Both cards are built on the same Blackwell architecture at 5 nm and share a PCIe 5.0 interface, establishing a common technological foundation. The divergence, however, begins at the silicon level: the 5070 Ti Gaming Trio Plus packs 45,600 million transistors against the 5060 Ti OC Edition's 21,900 million — more than double. This transistor count gap is not cosmetic; it is the physical basis for the compute and memory bandwidth advantages already seen in earlier groups, confirming that these are meaningfully different dies, not minor product-line variants.
Power consumption underscores that difference just as clearly. The 5070 Ti carries a 300W TDP versus the 5060 Ti's 180W — a 67% increase. In practical terms, this means the 5070 Ti demands a higher-capacity power supply, produces more heat requiring better case airflow, and will draw noticeably more from your electricity bill over time. For compact or budget-constrained builds, the 5060 Ti's lower TDP is a genuine advantage in system planning, not just a footnote.

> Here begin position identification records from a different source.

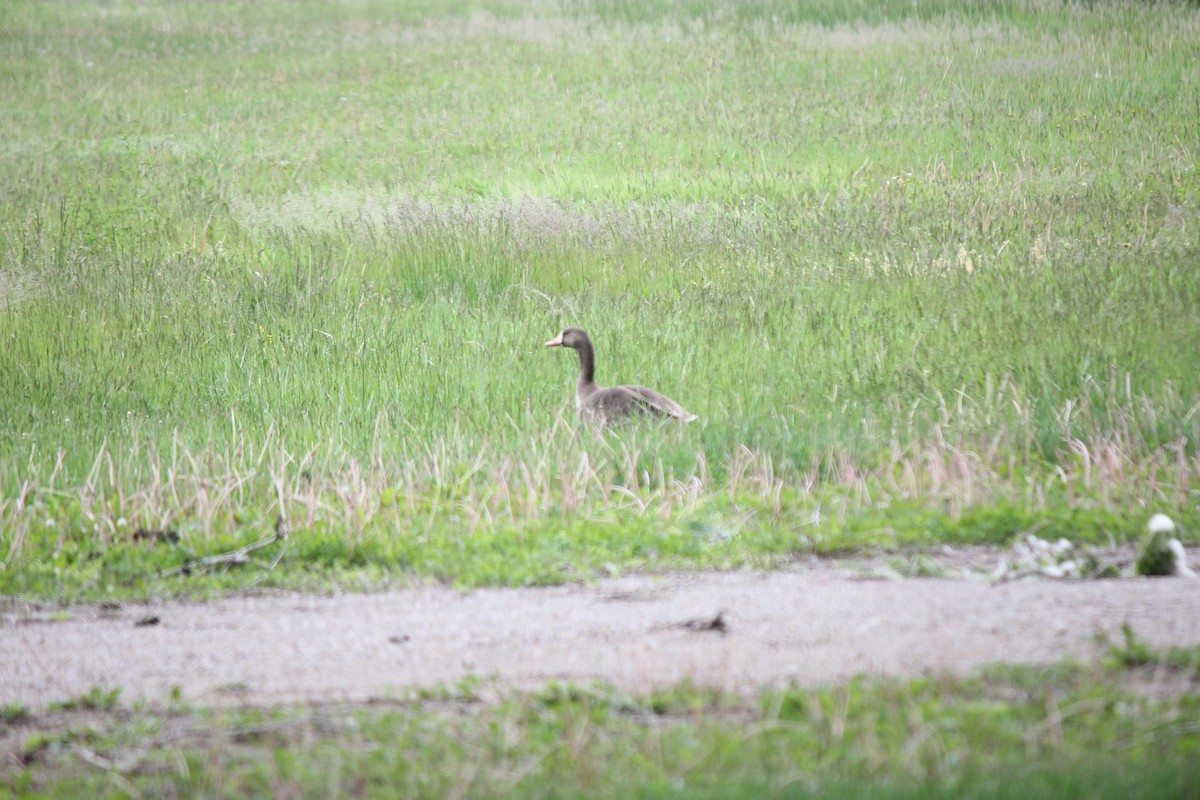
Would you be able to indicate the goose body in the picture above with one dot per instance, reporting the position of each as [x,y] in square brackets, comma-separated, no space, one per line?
[610,403]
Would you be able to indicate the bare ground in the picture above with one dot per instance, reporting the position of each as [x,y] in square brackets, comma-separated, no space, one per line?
[817,623]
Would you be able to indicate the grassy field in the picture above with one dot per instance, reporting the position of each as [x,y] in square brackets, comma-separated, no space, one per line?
[1123,731]
[928,272]
[927,275]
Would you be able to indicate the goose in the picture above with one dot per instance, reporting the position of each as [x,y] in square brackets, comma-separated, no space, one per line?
[610,403]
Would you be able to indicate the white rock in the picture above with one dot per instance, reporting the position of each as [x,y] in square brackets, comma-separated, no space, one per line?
[1161,523]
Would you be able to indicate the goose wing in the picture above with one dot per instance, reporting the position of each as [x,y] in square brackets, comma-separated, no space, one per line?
[648,401]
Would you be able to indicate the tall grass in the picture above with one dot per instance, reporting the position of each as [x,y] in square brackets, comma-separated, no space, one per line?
[858,240]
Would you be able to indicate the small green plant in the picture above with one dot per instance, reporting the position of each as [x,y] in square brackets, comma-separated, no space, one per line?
[15,714]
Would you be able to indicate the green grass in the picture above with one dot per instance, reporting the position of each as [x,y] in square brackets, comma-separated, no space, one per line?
[1049,732]
[927,274]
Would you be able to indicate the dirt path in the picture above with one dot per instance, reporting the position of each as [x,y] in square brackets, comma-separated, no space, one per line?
[814,624]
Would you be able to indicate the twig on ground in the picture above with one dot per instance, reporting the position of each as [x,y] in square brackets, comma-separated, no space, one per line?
[238,557]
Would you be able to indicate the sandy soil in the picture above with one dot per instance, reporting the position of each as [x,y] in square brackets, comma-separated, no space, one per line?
[816,623]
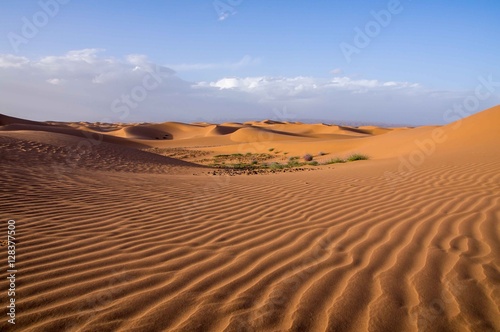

Physical size follows the same pattern: the 5070 Ti measures 338 × 140 mm while the 5060 Ti is a more compact 304 × 120 mm. Neither uses liquid cooling, so both depend entirely on air cooling solutions housed within those dimensions. For smaller cases with tight GPU clearance, the 5060 Ti OC Edition is the more accommodating choice. Overall, the 5060 Ti holds a meaningful edge for power-efficient and space-conscious builds, while the 5070 Ti's larger, more power-hungry profile is the direct cost of its substantially larger die and greater performance ceiling.